Menurut Sulistiyani dan Rosidah (2003: 9), sumber daya manusia adalah potensi manusiawi yang melekat keberadaanya pada seseorang yang meliputi fisik dan non fisik. Potensi fisik adalah kemampuan fisik yang terakumulasi pada seorang pegawai, sedangkan potensi non fisik adalah kemampuan seorang pegawai yang terakumulasi baik dari latar belakang pengetahuan, intelegensi, keahlian, ketrampilan, dan human relation.  Dari kedaua pengertian ini dapat disimpulkan bahwa sumber daya manusia itu meliputi potensi yang ada pada diri seorang pegawai baik fisik maupun non fisik.. dengan demikian pelaksanaan suatu kebijakan/kegiatan sangat bergantung kepada potensi/kemampuan atau kualitas serta kuantitas pegawai yang ada dalam organisasi.

  1. Informasi

Informasi yang relevan dan cukup tentang bagaimana cara mengimplementasikan suatu kebijakan dan kerelaan atau kesanggupan dari berbagai pihak yang terlibat dalam implementasi kebijakan tersebut. Hal yang demikian ini dimaksudkan, agar para pelaksana kebijakan tidak akan melakukan suatu kesalahan dalam menginterpretasikannya tentang bagaimana cara mengimplementasikan atau melaksanakan kebijakan tersebut. Disamping itu untuk menyadarkan orang-orang yang terlibat dalam implementasi agar mereka mau melaksanakan atau memenuhi apa yang menjadi tugas dan kewajibannya.

  1. Dana

Diperlukan untuk membiayai opersional implementasi kebijakan.

  1. Kewenangan

Diperlukan untuk menjamin dan meyakinkan bahwa kebijakan yang akan dilaksanakan adalah sesuai dengan yang mereka kehendaki. Pemberian wewenang disesuaikan dengan fungsi dan jabatan pelaksana.

  1. Fasilitas

Merupakan sarana yang digunakan untuk operasionalisasi implementasi suatu kebijakan yang meliputi: tanah, gedung, dan sarana yang kesemuanya akan memudahkan dalam memberikan pelayanan dalam implementasi kebijakan.

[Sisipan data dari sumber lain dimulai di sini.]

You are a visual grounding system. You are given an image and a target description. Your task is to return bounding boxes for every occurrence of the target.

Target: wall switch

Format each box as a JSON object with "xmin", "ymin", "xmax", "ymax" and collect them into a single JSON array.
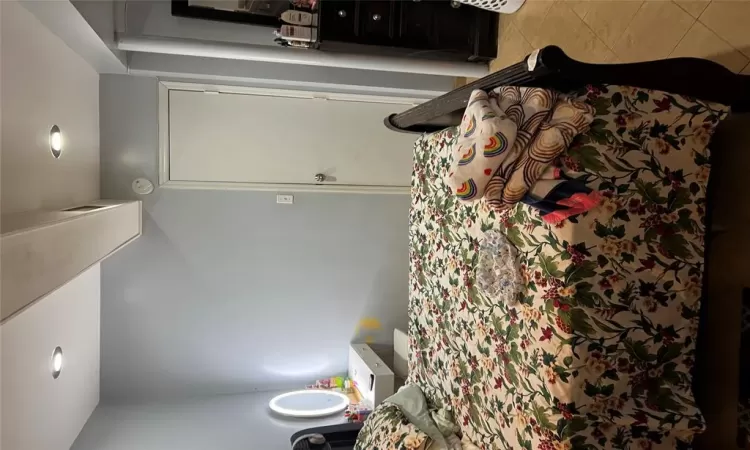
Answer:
[{"xmin": 276, "ymin": 195, "xmax": 294, "ymax": 205}]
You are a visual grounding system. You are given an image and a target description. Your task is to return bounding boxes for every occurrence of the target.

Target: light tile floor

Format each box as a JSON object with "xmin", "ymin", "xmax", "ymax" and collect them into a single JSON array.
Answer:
[{"xmin": 490, "ymin": 0, "xmax": 750, "ymax": 75}]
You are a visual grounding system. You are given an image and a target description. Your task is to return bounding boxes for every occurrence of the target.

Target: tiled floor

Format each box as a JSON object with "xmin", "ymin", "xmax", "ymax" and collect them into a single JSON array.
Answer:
[{"xmin": 491, "ymin": 0, "xmax": 750, "ymax": 74}]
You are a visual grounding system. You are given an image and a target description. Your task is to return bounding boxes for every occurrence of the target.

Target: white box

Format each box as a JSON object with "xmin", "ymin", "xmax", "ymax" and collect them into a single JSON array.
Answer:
[{"xmin": 349, "ymin": 344, "xmax": 394, "ymax": 408}]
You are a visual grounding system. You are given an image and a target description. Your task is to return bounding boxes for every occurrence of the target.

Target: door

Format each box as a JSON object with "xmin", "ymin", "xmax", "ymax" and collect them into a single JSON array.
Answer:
[{"xmin": 168, "ymin": 89, "xmax": 416, "ymax": 188}]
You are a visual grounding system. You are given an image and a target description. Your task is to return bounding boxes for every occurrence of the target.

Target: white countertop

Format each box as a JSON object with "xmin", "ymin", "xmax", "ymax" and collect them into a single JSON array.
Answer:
[{"xmin": 71, "ymin": 391, "xmax": 346, "ymax": 450}]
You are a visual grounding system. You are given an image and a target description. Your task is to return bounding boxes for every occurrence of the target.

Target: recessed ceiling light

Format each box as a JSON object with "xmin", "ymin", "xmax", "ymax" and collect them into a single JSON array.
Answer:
[
  {"xmin": 49, "ymin": 125, "xmax": 62, "ymax": 158},
  {"xmin": 52, "ymin": 347, "xmax": 63, "ymax": 379}
]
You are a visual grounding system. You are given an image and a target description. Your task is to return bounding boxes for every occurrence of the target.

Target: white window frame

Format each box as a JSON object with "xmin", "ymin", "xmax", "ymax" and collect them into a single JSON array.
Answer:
[{"xmin": 158, "ymin": 81, "xmax": 430, "ymax": 194}]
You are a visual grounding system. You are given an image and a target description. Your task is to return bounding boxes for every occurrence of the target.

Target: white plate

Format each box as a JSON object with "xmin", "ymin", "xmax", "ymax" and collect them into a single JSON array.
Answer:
[{"xmin": 268, "ymin": 389, "xmax": 349, "ymax": 417}]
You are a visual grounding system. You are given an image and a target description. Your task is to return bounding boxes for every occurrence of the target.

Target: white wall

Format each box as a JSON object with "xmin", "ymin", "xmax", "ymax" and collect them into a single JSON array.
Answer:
[
  {"xmin": 0, "ymin": 0, "xmax": 100, "ymax": 450},
  {"xmin": 0, "ymin": 264, "xmax": 100, "ymax": 450},
  {"xmin": 101, "ymin": 75, "xmax": 416, "ymax": 404},
  {"xmin": 70, "ymin": 0, "xmax": 126, "ymax": 64},
  {"xmin": 72, "ymin": 392, "xmax": 343, "ymax": 450},
  {"xmin": 0, "ymin": 0, "xmax": 99, "ymax": 213}
]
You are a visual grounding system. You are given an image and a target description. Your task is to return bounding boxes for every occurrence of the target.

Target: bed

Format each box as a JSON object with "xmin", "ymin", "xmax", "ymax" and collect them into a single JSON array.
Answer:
[{"xmin": 357, "ymin": 49, "xmax": 746, "ymax": 450}]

  1. Disposisi atau sikap (dispositions or attitudes)

   Edwards III (dalam Subarsono, 2005:91), disposisi berhubungan dengan kecenderungan/sikap dari pelaksana yang dipengaruhi oleh pandangan dan kepentingan kelompok atau individu dalam melaksanakan implementasi kebijakan. Pada kenyataanya implementor sering menggunakan kecenderungan tersebut dibanding mengikuti petunjuk yang telah ditetapkan dalam kebijakan.

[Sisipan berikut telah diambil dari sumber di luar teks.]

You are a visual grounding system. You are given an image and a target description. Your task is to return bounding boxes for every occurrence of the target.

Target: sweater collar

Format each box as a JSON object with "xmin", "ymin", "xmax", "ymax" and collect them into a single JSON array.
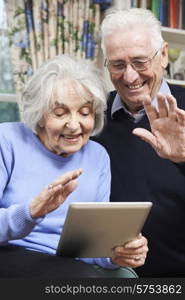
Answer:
[{"xmin": 111, "ymin": 79, "xmax": 171, "ymax": 123}]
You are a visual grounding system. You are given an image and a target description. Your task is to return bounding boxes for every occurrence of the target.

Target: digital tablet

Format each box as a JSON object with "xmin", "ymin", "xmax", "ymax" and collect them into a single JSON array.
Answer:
[{"xmin": 56, "ymin": 202, "xmax": 152, "ymax": 258}]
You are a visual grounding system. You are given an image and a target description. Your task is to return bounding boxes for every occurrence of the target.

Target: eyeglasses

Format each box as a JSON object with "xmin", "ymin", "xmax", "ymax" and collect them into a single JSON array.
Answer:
[{"xmin": 104, "ymin": 49, "xmax": 160, "ymax": 75}]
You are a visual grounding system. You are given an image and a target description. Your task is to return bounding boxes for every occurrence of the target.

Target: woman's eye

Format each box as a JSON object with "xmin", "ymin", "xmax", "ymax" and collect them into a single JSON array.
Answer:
[
  {"xmin": 80, "ymin": 107, "xmax": 91, "ymax": 116},
  {"xmin": 54, "ymin": 108, "xmax": 65, "ymax": 117}
]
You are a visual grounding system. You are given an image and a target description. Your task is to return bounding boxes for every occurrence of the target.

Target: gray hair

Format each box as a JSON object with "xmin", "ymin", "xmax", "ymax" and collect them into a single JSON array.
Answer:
[
  {"xmin": 20, "ymin": 55, "xmax": 106, "ymax": 135},
  {"xmin": 101, "ymin": 8, "xmax": 164, "ymax": 56}
]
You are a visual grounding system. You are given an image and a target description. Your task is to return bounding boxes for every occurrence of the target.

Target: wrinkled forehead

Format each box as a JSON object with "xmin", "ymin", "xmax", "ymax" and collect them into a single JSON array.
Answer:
[{"xmin": 104, "ymin": 27, "xmax": 154, "ymax": 58}]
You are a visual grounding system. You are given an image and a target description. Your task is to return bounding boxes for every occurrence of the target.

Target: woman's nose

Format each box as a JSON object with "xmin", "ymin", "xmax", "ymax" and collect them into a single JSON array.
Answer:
[{"xmin": 66, "ymin": 117, "xmax": 80, "ymax": 131}]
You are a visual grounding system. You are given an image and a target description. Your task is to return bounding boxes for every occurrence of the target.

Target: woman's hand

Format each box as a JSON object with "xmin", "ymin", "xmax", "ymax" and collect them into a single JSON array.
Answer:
[
  {"xmin": 111, "ymin": 234, "xmax": 148, "ymax": 268},
  {"xmin": 30, "ymin": 169, "xmax": 82, "ymax": 218}
]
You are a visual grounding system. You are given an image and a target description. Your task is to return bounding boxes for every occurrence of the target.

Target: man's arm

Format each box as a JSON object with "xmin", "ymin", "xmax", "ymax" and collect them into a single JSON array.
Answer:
[{"xmin": 133, "ymin": 94, "xmax": 185, "ymax": 163}]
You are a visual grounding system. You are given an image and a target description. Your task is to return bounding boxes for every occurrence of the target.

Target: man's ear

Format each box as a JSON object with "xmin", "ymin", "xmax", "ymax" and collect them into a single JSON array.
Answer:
[{"xmin": 161, "ymin": 42, "xmax": 168, "ymax": 69}]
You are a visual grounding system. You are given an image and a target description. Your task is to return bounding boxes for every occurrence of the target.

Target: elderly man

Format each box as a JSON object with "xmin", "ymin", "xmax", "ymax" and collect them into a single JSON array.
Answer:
[{"xmin": 93, "ymin": 9, "xmax": 185, "ymax": 277}]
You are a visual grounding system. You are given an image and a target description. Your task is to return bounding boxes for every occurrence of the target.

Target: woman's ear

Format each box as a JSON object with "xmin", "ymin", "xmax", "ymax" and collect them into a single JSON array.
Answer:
[
  {"xmin": 38, "ymin": 117, "xmax": 45, "ymax": 128},
  {"xmin": 161, "ymin": 42, "xmax": 168, "ymax": 69}
]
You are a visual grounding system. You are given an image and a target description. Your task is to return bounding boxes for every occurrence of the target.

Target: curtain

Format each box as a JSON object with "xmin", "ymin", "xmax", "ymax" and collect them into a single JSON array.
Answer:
[{"xmin": 5, "ymin": 0, "xmax": 111, "ymax": 94}]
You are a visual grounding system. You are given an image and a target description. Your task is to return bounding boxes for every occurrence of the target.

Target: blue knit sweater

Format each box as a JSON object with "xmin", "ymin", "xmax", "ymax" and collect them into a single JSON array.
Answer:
[{"xmin": 0, "ymin": 123, "xmax": 116, "ymax": 268}]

Menurut Fishben & Ajzen, sikap sebagai predisposisi yang dipelajari untuk merespon secara konsisten dalam cara tertentu berkenaan dengan objek tertentu. Sherif & Sherif menyatakan bahwa sikap menentukan keajegan dan kekhasanperilaku seseorang dalam hubungannya dengan stimulus manusia atau kejadian-kejadian tertentu. Sikap merupakan suatu keadaan yang memungkinkan timbulnyasuatu perbuatan atau tingkah laku (dalam Dayakisni & Hudaniah, 2003:101).

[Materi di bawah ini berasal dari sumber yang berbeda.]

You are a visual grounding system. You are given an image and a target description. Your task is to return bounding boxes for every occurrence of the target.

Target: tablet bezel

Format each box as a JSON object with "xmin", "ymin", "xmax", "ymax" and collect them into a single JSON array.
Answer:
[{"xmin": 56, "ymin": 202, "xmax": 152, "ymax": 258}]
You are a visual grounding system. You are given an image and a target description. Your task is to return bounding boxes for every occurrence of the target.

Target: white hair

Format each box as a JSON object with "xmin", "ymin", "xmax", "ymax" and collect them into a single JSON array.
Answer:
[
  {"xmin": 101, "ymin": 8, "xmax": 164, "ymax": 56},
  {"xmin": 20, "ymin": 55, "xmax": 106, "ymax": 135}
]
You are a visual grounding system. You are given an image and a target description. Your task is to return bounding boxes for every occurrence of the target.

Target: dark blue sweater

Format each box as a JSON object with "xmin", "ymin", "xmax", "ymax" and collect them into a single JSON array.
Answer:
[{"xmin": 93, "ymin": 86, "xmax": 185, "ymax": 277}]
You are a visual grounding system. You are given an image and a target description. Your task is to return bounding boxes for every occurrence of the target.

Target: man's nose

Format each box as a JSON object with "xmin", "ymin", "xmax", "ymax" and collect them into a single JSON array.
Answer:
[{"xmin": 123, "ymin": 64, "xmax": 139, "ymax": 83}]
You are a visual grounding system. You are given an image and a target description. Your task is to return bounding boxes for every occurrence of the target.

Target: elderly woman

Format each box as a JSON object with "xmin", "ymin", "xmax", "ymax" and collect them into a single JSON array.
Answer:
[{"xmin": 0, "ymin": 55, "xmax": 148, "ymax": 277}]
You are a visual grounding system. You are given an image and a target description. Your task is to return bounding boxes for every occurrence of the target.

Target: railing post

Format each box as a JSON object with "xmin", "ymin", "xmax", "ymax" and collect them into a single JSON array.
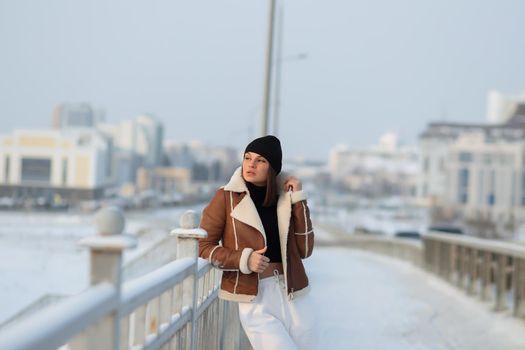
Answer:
[
  {"xmin": 77, "ymin": 207, "xmax": 137, "ymax": 350},
  {"xmin": 171, "ymin": 210, "xmax": 208, "ymax": 350},
  {"xmin": 495, "ymin": 254, "xmax": 507, "ymax": 311}
]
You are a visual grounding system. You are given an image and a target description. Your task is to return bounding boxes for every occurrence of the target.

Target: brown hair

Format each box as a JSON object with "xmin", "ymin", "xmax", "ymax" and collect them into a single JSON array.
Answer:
[{"xmin": 263, "ymin": 165, "xmax": 278, "ymax": 207}]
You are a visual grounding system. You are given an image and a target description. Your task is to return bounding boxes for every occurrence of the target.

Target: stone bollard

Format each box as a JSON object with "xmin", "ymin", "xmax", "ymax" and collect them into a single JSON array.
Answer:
[
  {"xmin": 77, "ymin": 207, "xmax": 137, "ymax": 349},
  {"xmin": 171, "ymin": 210, "xmax": 208, "ymax": 350}
]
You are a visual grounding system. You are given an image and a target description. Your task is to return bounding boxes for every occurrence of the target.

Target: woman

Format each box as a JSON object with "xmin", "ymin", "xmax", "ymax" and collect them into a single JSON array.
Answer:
[{"xmin": 199, "ymin": 136, "xmax": 316, "ymax": 350}]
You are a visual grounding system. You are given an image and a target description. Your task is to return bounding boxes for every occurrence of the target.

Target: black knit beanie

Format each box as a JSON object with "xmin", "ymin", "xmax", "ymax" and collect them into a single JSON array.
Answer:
[{"xmin": 244, "ymin": 135, "xmax": 283, "ymax": 174}]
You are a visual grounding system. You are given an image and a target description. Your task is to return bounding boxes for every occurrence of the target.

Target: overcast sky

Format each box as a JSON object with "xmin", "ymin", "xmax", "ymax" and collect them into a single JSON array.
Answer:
[{"xmin": 0, "ymin": 0, "xmax": 525, "ymax": 159}]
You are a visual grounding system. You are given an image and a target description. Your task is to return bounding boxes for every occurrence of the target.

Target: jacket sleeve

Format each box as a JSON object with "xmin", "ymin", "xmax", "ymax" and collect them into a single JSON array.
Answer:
[
  {"xmin": 199, "ymin": 189, "xmax": 253, "ymax": 274},
  {"xmin": 292, "ymin": 191, "xmax": 314, "ymax": 259}
]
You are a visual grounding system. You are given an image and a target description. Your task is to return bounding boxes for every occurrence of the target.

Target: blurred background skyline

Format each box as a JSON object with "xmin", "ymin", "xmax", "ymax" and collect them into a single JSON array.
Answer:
[{"xmin": 0, "ymin": 0, "xmax": 525, "ymax": 160}]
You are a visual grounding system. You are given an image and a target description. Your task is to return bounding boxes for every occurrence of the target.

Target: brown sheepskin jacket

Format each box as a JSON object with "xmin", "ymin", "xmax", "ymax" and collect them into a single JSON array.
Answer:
[{"xmin": 195, "ymin": 168, "xmax": 314, "ymax": 302}]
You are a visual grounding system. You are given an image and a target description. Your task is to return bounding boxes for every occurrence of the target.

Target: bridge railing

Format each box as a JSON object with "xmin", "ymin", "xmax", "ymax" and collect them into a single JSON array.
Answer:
[
  {"xmin": 423, "ymin": 232, "xmax": 525, "ymax": 317},
  {"xmin": 0, "ymin": 208, "xmax": 244, "ymax": 350}
]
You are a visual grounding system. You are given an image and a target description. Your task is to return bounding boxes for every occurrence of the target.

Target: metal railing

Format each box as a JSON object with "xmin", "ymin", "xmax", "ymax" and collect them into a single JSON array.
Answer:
[
  {"xmin": 0, "ymin": 208, "xmax": 243, "ymax": 350},
  {"xmin": 423, "ymin": 232, "xmax": 525, "ymax": 317}
]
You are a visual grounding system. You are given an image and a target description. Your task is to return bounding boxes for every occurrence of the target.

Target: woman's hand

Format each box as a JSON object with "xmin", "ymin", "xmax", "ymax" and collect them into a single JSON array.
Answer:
[
  {"xmin": 284, "ymin": 176, "xmax": 301, "ymax": 192},
  {"xmin": 248, "ymin": 247, "xmax": 270, "ymax": 273}
]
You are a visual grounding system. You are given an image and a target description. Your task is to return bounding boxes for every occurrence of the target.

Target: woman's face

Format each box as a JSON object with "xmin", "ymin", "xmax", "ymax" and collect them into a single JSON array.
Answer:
[{"xmin": 242, "ymin": 152, "xmax": 270, "ymax": 186}]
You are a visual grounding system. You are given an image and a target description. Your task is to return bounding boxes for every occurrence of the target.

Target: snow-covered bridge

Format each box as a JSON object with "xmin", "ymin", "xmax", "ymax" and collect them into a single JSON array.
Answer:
[
  {"xmin": 306, "ymin": 228, "xmax": 525, "ymax": 350},
  {"xmin": 0, "ymin": 209, "xmax": 525, "ymax": 350}
]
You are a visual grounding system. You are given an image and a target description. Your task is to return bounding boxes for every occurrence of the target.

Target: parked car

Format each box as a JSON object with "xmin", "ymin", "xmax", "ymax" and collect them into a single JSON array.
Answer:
[
  {"xmin": 394, "ymin": 231, "xmax": 421, "ymax": 239},
  {"xmin": 428, "ymin": 225, "xmax": 463, "ymax": 235}
]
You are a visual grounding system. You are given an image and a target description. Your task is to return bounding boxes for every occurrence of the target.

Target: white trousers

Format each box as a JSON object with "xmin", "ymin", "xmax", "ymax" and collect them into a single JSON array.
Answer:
[{"xmin": 239, "ymin": 275, "xmax": 317, "ymax": 350}]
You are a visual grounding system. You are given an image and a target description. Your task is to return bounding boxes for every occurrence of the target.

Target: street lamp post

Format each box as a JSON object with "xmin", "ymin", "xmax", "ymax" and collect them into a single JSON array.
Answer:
[{"xmin": 261, "ymin": 0, "xmax": 275, "ymax": 136}]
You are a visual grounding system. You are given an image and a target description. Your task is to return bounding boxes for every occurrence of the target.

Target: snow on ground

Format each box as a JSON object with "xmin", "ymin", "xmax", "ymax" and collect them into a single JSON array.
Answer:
[
  {"xmin": 305, "ymin": 248, "xmax": 525, "ymax": 350},
  {"xmin": 0, "ymin": 205, "xmax": 202, "ymax": 324}
]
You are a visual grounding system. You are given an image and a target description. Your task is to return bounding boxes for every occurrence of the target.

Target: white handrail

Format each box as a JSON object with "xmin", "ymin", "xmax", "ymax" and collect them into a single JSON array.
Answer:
[{"xmin": 0, "ymin": 283, "xmax": 118, "ymax": 350}]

Azwar (2007:4), menggolongkan definisi sikap dalam tiga kerangka pemikiran.Pertama, kerangka pemikiran yang diwakili oleh para ahli psikologi seperti LouisThurstone, Rensis Likert dan Charles Osgood. Menurut mereka sikap adalah suatu bentuk evaluasi atau reaksi perasaan. Sikap seseorang terhadap suatu objek adalah perasaan mendukung atau memihak (favorable) maupun perasaan tidak mendukung atau tidak memihak (unfavorable) pada objek tersebut

  1. Struktur birokrasi (bureaucration structure)

       Struktur birokrasi mencakup standard operating procedures (SOP) dan dimensi fragmentation. SOP berkembang sebaagai respon internal untuk mempermudah dan menyeragamkan tindakan sehinga lebih efisien. SOP perlu disesuaikan dengan perubahan yang ada sehingga tidak merintangi implementasi.

       Dimensi fragmentasi menegaskan bahwa struktur birokrasi yang terfragmentasi dapat meningkatkan gagalnya komunikasi, dimana para pelaksana kebijakan akan punya kesempatan yang besar, berita/instruksinya akan terganggu. Fragmentasi birokrasi akan membatasi kemampuan para pejabat puncak untuk mengkoordinasi semua sumber daya yang relevan dalam suatu yurisdiksi tertentu, akibatnya terjadi ketidakefisienan dan pemborosan  sumberdaya.